You will want the ISP programmer to program your bootloader, set your fuses, and possibly program you chip.

Hope that helps,
J.C. Woltz

Thanks for all the help. I've taken the schematics of Marc Alexander's EtherTen as a starting point, removed all the bits I don't need, replaced some of the components with parts I can more easily source, and redesigned the board layout from scratch. I've ordered PCBs from Beta Layout's PCB-Pool service, and I've been practicing my SMT soldering techniques.

I'll report back when I have the first prototype built.

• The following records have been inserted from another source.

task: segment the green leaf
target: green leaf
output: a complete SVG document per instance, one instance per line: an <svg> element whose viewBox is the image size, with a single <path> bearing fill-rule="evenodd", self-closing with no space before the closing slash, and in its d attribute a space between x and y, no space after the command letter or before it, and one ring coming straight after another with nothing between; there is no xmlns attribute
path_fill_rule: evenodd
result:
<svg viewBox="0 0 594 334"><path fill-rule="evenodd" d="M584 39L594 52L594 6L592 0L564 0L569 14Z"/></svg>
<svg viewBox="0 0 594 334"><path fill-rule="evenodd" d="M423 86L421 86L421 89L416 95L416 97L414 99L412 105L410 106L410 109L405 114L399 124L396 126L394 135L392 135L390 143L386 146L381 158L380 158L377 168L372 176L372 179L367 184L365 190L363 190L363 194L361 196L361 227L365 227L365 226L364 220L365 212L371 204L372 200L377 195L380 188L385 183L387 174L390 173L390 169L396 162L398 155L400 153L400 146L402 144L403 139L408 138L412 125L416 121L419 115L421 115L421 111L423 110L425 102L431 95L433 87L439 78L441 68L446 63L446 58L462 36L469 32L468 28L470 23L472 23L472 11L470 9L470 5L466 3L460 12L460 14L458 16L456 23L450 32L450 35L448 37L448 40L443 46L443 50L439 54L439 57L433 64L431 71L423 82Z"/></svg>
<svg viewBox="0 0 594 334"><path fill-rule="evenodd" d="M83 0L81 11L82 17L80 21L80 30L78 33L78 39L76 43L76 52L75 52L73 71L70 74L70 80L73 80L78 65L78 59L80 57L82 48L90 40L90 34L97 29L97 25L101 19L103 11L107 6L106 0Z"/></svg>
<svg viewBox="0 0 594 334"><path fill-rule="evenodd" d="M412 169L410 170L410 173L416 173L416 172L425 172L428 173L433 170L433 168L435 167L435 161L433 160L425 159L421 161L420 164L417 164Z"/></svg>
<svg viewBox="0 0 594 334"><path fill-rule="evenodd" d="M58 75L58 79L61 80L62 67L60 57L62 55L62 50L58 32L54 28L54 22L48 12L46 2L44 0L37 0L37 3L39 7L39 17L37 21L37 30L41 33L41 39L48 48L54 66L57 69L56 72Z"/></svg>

oscarBravo: Thanks for all the help. I've taken the schematics of Marc Alexander's EtherTen as a starting point, removed all the bits I don't need, replaced some of the components with parts I can more easily source, and redesigned the board layout from scratch. I've ordered PCBs from Beta Layout's PCB-Pool service, and I've been practicing my SMT soldering techniques.

I'll report back when I have the first prototype built.

Depending on how new you are to SMT, stay away from 0603 resistors, caps, etc. Especially if hand soldering. Even with a solder paste stencil, 0805 caps and resistors are so much nicer to work with. If fact, using an SMT stencil will save you time and make the finished board look much much nice. The picture I linked above did not use a stencil. You can tell by the uneven solder paste application.

I've designed for a minimum size of 0805. I've managed to assemble a board with some 0603 components, but it was fiddly.

PCB-Pool are including a free stencil with each board design, which is nice - but is solder paste really useful if I'll be hand-soldering?

@oscarbravo: check this out:
http://www.ladyada.net/make/boarduino/

oscarBravo:
I’ve designed for a minimum size of 0805. I’ve managed to assemble a board with some 0603 components, but it was fiddly.

PCB-Pool are including a free stencil with each board design, which is nice - but is solder paste really useful if I’ll be hand-soldering?

If you will use SMT, then yes you will want solder paste. For through hole parts you don’t need or want to use solder paste. When I first started with SMT I got some solder paste from digikey for less than $20.